La pauvreté de la réflexion sur Mai 68 comme mouvement social, mouvement de grève, et sur ses suites, est relativement pauvre. Y compris d’ailleurs de la part des syndicats.
Quelques hypothèses peuvent être émises pour expliquer ce relatif oubli :
- 68 n’est pas seulement et n’est pas d’abord une vague de grèves mais un mouvement étudiant, un mouvement de société aux implications profondes (jeunesse, femmes et féminisme, mœurs, éducation, etc.).
- La reprise du travail, l’issue du mouvement n’ont pas toujours été vécues comme une victoire et, au contraire, la grève a parfois laissé un goût amer (peu de défilés de victoire, pas de « ruée » vers les syndicats comme en 36). 68 n’a pas le caractère d’épopée à la 36 qu’auraient pu faire (re)vivre les syndicats.
- Un certain malaise syndical face à 68. C’est le cas pour la CFDT au moins à partir de son « recentrage » qui commence dans la seconde moitié des années 70, mais également pour la CGT qui a peiné à identifier pleinement le sens du mouvement et à s’y reconnaître.
Le moment 68 place les syndicats face aux contradictions de leur institutionnalisation : quel rapport au politique ? Au sens de : quel rapport au pouvoir, à l’Etat ? Quel projet politique, quel projet de société ? Le syndicalisme en a-t-il d’ailleurs encore un (si oui, lequel ?) ? Quelle relation à l’utopie ?
Dans l’après-68, le mouvement syndical est sommé de trouver une réponse à cet ensemble de contradictions.
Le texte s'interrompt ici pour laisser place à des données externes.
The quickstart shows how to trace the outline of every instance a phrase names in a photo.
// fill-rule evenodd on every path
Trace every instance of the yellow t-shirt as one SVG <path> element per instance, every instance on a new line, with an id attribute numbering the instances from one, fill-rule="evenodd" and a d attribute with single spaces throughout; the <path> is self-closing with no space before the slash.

La décennie 70 ouvre sans doute la voie à une transition, à un quatrième âge du syndicalisme.
La présente communication ne se veut donc pas événementielle : nous nous servons ici de l’après-68 comme d’un moment charnière dans une histoire syndicale de longue durée. C’est cette histoire que nous voudrions surtout évoquer. Il s’agit donc bien davantage de pistes de réflexion que de certitudes…
Les surprises de Mai 68
Les particularités de 68 désorientent en partie le mouvement syndical et produisent un effet loupe sur les contradictions induites par les évolutions de son histoire.
La vague de grèves de Mai 68 n’est pas tout à fait comme les autres : elle porte une dimension politique, de critique sociale et de l’ordre de la société capitaliste plus accentuée, elle se cantonne beaucoup moins que celles qui l’ont précédé, y compris « 36 », à une dimension d’abord et surtout de revendications économiques quotidiennes et immédiates. Quelques éléments caractéristiques le prouvent :
- Même s’il est exprimé minoritairement, le souhait d’un changement dans l’ordre des relations de travail est plus souvent présent qu’habituellement ;
- Une volonté de changement politique surgit. Elle apparaît dans les manifestations. On veut un changement de gouvernement, on proteste contre un pouvoir qui ne pratique pas le dialogue social. Cela ne signifie pas pour autant la volonté d’un renversement radical du système dominant, encore moins au moyen de la pratique gréviste. D’autant plus que les syndicats en général, la CGT en particulier mais aussi la CFDT, laissent aux partis politiques le soin d’imaginer une éventuelle traduction ou sortie politique du mouvement.
- Enfin, l’autogestion aurait constitué un thème de discussion dans un quart des entreprises et serait devenue le but du mouvement dans près d’une entreprise sur cinq.
Pour les syndicats, cette espèce de nouveauté est à gérer. Ce qui n’est pas simple puisqu’ils sont pour l’essentiel enferrés dans le compromis fordien qui consiste à échanger des augmentations de salaires contre l’augmentation de la productivité du travail.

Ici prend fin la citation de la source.